Guest post contributed by Dixie Somers

If you have a few extra hours per day or even per week, you might want to consider getting involved in your preschooler’s educational experience. There are many different ways to directly and/or indirectly participate in your child’s preschool experience. Research shows that students who have involved parents tend to do better on homework and tests, regularly attend all of their classes, pass their classes, have better social skills, and eventually graduate and continue on with college and/or a career. Even though preschool is meant as a preparation for later schooling, the trick to participation is to begin as early in your child’s education as possible. Being engaged in your child’s preschool experience can help them better adapt to the classroom setting and develop stronger social bonds with others. Below are five ways in which you can get involved.

Volunteer in Your Child’s School

If you have an extra hour or two each week, volunteer! Most schools are looking for parent volunteers to help in the classroom, during lunch, at recess, and in after-school activities. Teachers generally warmly welcome an extra set of hands (and eyes) in the classroom, and this gives you better insight into the way your child’s school and their teacher structure learning activities and programs.

Assist Your Child with Homework and Reviewing Materials

At home, spend an allotted amount of time assisting your preschooler with any work that comes home.
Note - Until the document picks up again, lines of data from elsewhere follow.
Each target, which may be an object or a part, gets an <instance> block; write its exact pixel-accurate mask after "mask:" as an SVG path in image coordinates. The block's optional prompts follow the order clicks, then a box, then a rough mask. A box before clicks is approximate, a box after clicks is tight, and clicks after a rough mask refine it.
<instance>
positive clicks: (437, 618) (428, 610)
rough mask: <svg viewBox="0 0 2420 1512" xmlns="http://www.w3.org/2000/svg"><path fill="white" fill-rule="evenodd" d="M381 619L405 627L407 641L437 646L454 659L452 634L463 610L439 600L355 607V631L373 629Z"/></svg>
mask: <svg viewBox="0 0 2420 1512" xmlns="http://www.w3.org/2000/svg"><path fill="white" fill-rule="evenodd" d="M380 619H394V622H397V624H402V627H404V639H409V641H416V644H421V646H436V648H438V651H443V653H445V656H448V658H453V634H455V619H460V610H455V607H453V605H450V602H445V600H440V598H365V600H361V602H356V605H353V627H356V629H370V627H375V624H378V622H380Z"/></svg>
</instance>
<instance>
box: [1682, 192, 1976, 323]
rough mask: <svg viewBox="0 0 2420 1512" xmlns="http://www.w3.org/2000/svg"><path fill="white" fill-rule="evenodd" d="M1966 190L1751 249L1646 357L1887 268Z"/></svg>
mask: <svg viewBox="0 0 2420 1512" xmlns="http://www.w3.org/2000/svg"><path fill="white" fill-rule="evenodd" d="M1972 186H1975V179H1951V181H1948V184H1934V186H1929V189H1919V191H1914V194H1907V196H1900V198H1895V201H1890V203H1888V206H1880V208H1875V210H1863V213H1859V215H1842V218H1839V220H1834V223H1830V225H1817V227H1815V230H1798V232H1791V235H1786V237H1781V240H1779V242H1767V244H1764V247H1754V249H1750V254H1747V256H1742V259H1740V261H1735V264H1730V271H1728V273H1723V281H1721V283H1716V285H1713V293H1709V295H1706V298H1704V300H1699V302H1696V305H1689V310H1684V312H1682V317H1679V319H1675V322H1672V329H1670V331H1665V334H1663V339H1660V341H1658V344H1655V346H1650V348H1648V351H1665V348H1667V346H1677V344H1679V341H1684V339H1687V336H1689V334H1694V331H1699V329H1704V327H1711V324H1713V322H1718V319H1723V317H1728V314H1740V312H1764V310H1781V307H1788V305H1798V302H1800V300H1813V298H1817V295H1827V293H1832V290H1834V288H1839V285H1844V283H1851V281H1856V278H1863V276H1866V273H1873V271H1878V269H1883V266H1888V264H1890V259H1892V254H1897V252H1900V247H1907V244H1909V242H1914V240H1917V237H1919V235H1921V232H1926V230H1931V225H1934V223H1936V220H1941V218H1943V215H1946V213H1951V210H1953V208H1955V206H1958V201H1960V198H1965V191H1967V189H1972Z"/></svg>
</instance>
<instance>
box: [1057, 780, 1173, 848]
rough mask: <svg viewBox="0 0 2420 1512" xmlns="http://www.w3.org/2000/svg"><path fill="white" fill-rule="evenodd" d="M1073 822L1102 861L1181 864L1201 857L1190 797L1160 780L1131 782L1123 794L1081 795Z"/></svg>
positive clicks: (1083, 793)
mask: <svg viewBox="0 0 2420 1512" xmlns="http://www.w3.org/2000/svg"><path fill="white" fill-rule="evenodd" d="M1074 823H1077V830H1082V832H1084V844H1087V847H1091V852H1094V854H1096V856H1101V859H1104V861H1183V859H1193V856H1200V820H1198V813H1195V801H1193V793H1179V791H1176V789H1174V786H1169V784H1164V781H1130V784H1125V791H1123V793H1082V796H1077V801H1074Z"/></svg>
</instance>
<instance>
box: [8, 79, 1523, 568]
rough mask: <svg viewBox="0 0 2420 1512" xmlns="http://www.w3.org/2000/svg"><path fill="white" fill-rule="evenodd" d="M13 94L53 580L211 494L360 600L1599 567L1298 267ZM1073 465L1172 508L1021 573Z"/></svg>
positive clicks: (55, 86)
If there is no homework, spend some time reviewing materials that your child is learning in their classroom. Ask your preschooler questions related to the in-class work that the teacher sends home with them. Any amount of review is constructive and can help your child better understand the importance of study skills.

Do Fun Learning Activities at Home

You can take review time a step further and do fun activities at home based on what your child is learning in class. If they are learning shapes and colors, break out the finger paints and have them tell you about the colors they are using and the figures they are drawing. Engaging your child’s creative side might get them more interested in what they’re learning in class.

Get Involved With Reading Partners

Taking part in your school’s Reading Partners program is a great way to help preschoolers develop stronger reading skills, especially with decoding language and fluency abilities. Members of the community (including parents) are encouraged by many schools to volunteer.

Do School-wide and Community Outreach

If you enjoy networking, get active by doing school- and community-wide outreach. Some of this work can be done from the comfort of your own home, and you can put your social skills to work by crafting newsletters or flyers for school events.

Whichever way you decide to get involved, being active in your child’s preschool experience is extremely beneficial. Not only are you helping to guide their educational experiences and cultivate their social skills and personalities, but you are also showing your child that you care.